Change 520425 merged by Ema:
[operations/puppet@production] varnishlog: request/response headers to send to logstash
I re-ran my analysis today, and oddly enough the total number of fields it not only similar but equal to the number of fields there were three months ago. Currently at 7,665 table columns.
@ema @fgiunchedi Has the above change been deployed?
That's indeed unexpected, can you share how you are doing the analysis/pulling the field names? I'd be interested myself as well.
In terms of fixing/mitigation, what @ema said is certainly true that for kibana to load all fields in a dropdown is a losing battle, what I'm currently thinking is:
- Find worst offenders (i.e. indexed fields like errors_1_message or arbitrary strings like response/request headers) and either change the service to log differently or ban/don't turn into fields from logstash (similar to https://phabricator.wikimedia.org/T180051#4439980 from @EBernhardson ). There doesn't seem a perfect solution but whitelisting say the top 500-800 fields in logstash might work without too much disruption / unexpected results
- Check what modern Kibana does and whether it'll mitigate further the problem of many fields indexed
- Open a Logstash dashboard in a Chromium browser, and open the Dev Tools.
- Edit or create a filter bubble in the Kibana UI, and open the channel dropdown.
- Then, from the Console tab in Dev Tools, execute copy($$('ul.uiSelectChoices--autoWidth.ui-select-dropdown')[0].textContent)
This queries the DOM for the <ul> node that represents the channel dropdown menu, then uses textContent (recursively aggregates the textual content of all child list items and concatenates it), and copies it to your clipboard.
Then, paste in a text editor and use some method of removing empty lines and count them :)
Using the above method, I now get 11,086 unique fields in the dropdown menu. That's significantly more than last month.
The fields we thought that came from Varnish that the deployed patch is expected to remove, are still there, including:
request-X-Appengine-City … response-MediaWiki-API-Error …
The more direct place to get this information is to click the Management (gear/cog) link in sidebar and select Index Patterns. This will report all the fields kibana knows about, along with counts. Today it lists 11091 fields. I'm not sure when exactly this metadata updates, or if it's real time. The refresh button which gives a big warning about resetting popularity counters suggests to it might not auto-update? We can compare to the actual indices with a bit of jq magic, but would take a bit to work up.
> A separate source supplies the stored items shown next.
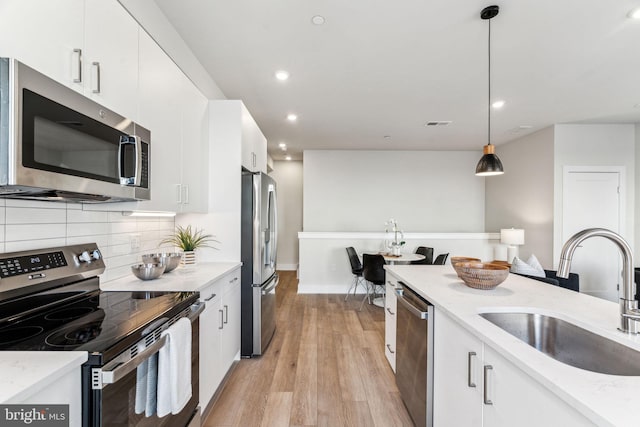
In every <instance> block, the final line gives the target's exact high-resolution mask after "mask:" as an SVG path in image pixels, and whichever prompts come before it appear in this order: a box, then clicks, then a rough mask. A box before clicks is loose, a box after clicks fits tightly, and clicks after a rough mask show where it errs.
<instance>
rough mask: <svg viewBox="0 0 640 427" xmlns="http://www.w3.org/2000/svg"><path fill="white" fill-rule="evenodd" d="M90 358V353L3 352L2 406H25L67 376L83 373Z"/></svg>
mask: <svg viewBox="0 0 640 427" xmlns="http://www.w3.org/2000/svg"><path fill="white" fill-rule="evenodd" d="M87 358H88V355H87V352H86V351H2V352H0V372H1V373H2V375H1V377H0V402H2V403H21V401H22V400H24V399H26V398H27V397H29V396H31V395H32V394H34V393H36V392H38V391H40V390H42V389H43V388H46V387H48V386H50V385H52V384H53V383H54V382H55V381H56V380H57V379H58V378H60V377H62V376H63V375H65V374H67V373H69V372H71V371H72V370H74V369H80V365H82V364H83V363H84V362H86V361H87Z"/></svg>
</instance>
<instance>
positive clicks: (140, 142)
mask: <svg viewBox="0 0 640 427" xmlns="http://www.w3.org/2000/svg"><path fill="white" fill-rule="evenodd" d="M125 145H133V147H134V156H135V171H134V174H133V176H124V172H125V171H123V170H122V169H123V168H122V166H123V165H124V164H125V163H126V162H125V160H126V159H125V157H126V156H127V150H125V149H124V148H123V147H124V146H125ZM118 157H119V159H120V161H119V162H118V172H119V174H120V184H121V185H128V186H135V187H139V186H140V185H141V184H142V174H141V171H142V141H141V140H140V137H138V136H135V135H131V136H122V137H120V146H119V147H118Z"/></svg>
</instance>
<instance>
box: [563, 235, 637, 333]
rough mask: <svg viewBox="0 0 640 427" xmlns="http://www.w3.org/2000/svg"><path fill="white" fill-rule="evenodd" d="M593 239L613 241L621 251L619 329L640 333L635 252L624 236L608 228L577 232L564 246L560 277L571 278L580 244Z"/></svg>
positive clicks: (621, 330)
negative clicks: (630, 246)
mask: <svg viewBox="0 0 640 427" xmlns="http://www.w3.org/2000/svg"><path fill="white" fill-rule="evenodd" d="M591 237H604V238H605V239H608V240H611V241H612V242H613V243H614V244H615V245H616V246H617V247H618V249H619V250H620V255H621V256H622V297H621V298H620V327H619V328H618V329H619V330H621V331H622V332H629V333H631V334H637V333H640V310H639V309H638V301H637V300H636V298H635V295H636V286H637V284H636V283H635V281H634V280H633V266H634V264H633V252H632V251H631V247H630V246H629V244H628V243H627V241H626V240H624V239H623V238H622V236H620V235H619V234H617V233H614V232H613V231H611V230H607V229H606V228H588V229H586V230H582V231H579V232H577V233H576V234H574V235H573V236H571V237H570V238H569V240H567V241H566V242H565V244H564V246H562V252H561V253H560V263H559V264H558V277H564V278H567V277H569V270H570V269H571V260H572V259H573V253H574V252H575V250H576V249H577V248H578V247H579V245H580V243H582V242H583V241H585V240H586V239H589V238H591Z"/></svg>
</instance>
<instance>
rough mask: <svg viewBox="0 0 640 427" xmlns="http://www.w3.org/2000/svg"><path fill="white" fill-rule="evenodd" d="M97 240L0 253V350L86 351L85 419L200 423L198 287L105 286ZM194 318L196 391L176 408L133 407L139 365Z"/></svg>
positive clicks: (150, 356)
mask: <svg viewBox="0 0 640 427" xmlns="http://www.w3.org/2000/svg"><path fill="white" fill-rule="evenodd" d="M104 268H105V265H104V261H103V259H102V256H101V253H100V250H99V249H98V247H97V246H96V244H95V243H88V244H80V245H72V246H67V247H61V248H49V249H41V250H32V251H23V252H14V253H5V254H0V351H86V352H88V353H89V360H88V361H87V362H86V363H85V364H84V365H83V366H82V368H81V370H82V381H81V384H82V425H83V426H84V427H93V426H102V427H107V426H123V425H127V426H139V427H142V426H149V427H150V426H172V427H173V426H178V427H184V426H188V425H189V426H192V425H194V426H197V425H199V420H200V418H199V408H198V403H199V395H198V390H199V387H198V381H199V348H198V344H199V339H198V336H199V319H198V316H199V315H200V313H201V312H202V310H203V309H204V303H202V302H199V301H198V294H197V293H195V292H102V291H100V288H99V284H100V283H99V278H98V274H100V273H102V272H103V271H104ZM183 317H187V318H189V319H190V320H191V325H192V328H191V383H192V396H191V399H190V400H189V401H188V403H187V404H186V405H185V407H184V408H183V409H182V410H181V411H180V412H179V413H178V414H170V415H167V416H165V417H162V418H158V416H157V415H151V416H149V417H146V416H145V414H144V413H143V414H136V413H135V399H132V396H135V393H136V376H137V375H136V374H137V372H136V371H137V367H138V366H139V365H140V364H142V363H143V362H144V361H145V360H147V359H149V358H151V357H154V356H155V354H157V352H158V350H159V349H160V347H162V346H163V345H164V340H165V338H164V337H162V336H161V334H162V332H163V331H164V330H166V329H167V328H168V327H169V326H170V325H172V324H173V323H175V322H176V321H178V320H179V319H181V318H183Z"/></svg>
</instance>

IME it is safe to refresh counts despite the warnings, but yes they don't auto-refresh. Thanks for the pointers on how to get the mappings, I did a bit more digging and filed a bunch of tasks for obvious offenders.
It looks like once the retention (max 90d) for problematic indices kicks in we should be in a better position, with more manageable fields.
This is still an issue.
Editing Kibana dashboards:
- In Safari, crashes the tab.
- In Firefox, times out after 30 seconds, the user has to tell Firefox to "Wait for the slow script" and then wait another 20 seconds, in order to open the dropdown menu once. This cycle is repeated for every action with a dashboard filter.
- in Chrome, takes about 10-20 seconds, works most times.
I realize this isn't really the right solution but could you try https://logstash-next.wikimedia.org ? I tried there and "works on my computer". That's the elastic 7 stack (cfr T234854) although the upgrade is still in progress it should give us a good idea whether Kibana 7 "fixes" the problem, thanks!